I really like your anchor metaphor. I think your point about relaxation as a by-product of mindful breathing is right on. When I talk people through mindful breathing, I actually mention to them that they are likely to feel relaxed, but the purpose of the breathing exercise is to practice opening up to all of your experiences (e.g., imagine that with each in breath you expand, get biggger, become more willing to hold your expereinces, and see if you can use your out breath to notice and if you are willing, drop any sense of defensiveness). I also try to link any sense of peacefullness to the experience of the observer self. In other words, mindful breathing is a path to the place where you are not your thoughts, feelings, bodily sensations, memories and behavioral predispositions.

Andy

Re: ACT on relaxation strategies

Hi Dara,

You raise an interesting question/issue. I've struggled w/this in the past, as well. What I think makes the most sense is not to do away with breathing or relaxation strategies, but to use them in ACT-consistent ways. For instance, a relaxation or breathing exercise would not be done with the purpose of controlling anxiety, but would be more of an awareness exercise as you said (e.g. notice the breath, feel it entering and leaving, feel your muscles tense and relax without attempting to control the sensations, notice how tension, thoughts, sensations will come and go). They can look almost identical in practice with a different focus.

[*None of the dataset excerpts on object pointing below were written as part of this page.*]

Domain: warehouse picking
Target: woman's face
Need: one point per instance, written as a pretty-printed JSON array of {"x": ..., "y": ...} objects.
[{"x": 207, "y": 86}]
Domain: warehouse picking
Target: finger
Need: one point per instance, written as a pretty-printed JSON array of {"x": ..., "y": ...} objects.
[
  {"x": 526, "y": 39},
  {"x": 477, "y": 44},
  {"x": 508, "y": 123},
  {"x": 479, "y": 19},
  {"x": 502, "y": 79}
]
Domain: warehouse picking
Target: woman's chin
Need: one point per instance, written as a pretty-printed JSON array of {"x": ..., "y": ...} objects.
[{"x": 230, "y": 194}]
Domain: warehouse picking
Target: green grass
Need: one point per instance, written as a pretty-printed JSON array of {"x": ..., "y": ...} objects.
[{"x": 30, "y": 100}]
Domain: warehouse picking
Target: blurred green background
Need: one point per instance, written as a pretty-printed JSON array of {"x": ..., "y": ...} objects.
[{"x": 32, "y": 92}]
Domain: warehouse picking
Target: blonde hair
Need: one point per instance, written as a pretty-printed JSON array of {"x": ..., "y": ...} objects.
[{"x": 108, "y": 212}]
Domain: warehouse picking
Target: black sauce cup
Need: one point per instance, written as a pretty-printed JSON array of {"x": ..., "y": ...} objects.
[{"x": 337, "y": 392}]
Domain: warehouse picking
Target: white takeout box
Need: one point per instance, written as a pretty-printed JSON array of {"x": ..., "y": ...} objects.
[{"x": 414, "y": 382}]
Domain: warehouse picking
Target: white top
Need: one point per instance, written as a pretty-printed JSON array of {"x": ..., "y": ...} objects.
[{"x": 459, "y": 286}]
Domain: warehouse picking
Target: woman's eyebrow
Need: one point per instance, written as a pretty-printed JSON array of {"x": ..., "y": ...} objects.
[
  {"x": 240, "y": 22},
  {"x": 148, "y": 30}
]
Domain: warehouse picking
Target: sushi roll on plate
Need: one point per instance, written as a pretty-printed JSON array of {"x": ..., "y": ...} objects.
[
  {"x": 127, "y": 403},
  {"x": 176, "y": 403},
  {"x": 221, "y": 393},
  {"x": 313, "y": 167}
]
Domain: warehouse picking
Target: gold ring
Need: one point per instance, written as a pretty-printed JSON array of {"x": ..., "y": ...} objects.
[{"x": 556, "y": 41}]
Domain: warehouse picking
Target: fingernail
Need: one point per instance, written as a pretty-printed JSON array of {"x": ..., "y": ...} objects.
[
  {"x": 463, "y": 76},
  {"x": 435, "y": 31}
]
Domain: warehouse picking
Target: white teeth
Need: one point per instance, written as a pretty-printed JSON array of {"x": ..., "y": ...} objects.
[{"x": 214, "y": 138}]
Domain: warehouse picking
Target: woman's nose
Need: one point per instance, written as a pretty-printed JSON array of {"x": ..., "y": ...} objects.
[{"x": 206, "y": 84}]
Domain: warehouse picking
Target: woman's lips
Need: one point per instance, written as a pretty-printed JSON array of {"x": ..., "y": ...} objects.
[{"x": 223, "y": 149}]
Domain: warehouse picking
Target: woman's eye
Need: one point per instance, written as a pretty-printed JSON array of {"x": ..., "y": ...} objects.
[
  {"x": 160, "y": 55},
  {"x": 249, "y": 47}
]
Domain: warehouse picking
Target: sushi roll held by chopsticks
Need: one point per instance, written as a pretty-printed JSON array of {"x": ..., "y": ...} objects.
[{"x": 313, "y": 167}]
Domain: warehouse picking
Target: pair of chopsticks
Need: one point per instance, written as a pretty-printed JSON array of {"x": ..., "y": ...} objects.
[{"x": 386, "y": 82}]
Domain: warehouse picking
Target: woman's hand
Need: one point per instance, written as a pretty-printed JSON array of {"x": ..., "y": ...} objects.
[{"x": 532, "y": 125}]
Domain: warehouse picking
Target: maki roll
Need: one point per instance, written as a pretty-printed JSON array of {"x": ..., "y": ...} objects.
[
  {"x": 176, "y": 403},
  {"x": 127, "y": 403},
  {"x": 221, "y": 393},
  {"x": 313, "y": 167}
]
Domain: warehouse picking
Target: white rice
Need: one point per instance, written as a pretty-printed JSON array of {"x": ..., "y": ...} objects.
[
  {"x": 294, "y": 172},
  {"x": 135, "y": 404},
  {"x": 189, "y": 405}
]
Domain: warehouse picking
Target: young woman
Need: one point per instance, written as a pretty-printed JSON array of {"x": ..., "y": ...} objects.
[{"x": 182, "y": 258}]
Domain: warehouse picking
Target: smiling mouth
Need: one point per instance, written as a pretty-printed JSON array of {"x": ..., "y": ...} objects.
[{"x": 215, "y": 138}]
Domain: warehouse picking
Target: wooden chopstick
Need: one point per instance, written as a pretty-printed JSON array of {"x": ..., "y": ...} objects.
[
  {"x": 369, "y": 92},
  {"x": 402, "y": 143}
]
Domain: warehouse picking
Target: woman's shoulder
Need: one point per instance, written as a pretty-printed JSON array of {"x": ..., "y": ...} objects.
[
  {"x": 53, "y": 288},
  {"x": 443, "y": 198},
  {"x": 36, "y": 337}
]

The bottom line is to go with what works--does breathing/relaxation exercise really reduce anxiety? In the ST or LT? Does it help a person to live a valued life? Or does it then make the person's life about "controlling anxiety?" And how does that work for the person? That should help guide the function of the exercises.

As for the literature you're talking about with cognitive imagery and pain reduction, I'd have to see the exact studies. But it's possible that the imagery led to mindfulness and awareness of pain and reduced the avoidance of the pain sensations rather than successfully "controlling anxiety" through "controlling thoughts" (you can take a look at the vast ACT and chronic pain literature for support for acceptance-based interventions for pain).

Just some preliminary thoughts...hope it's helpful.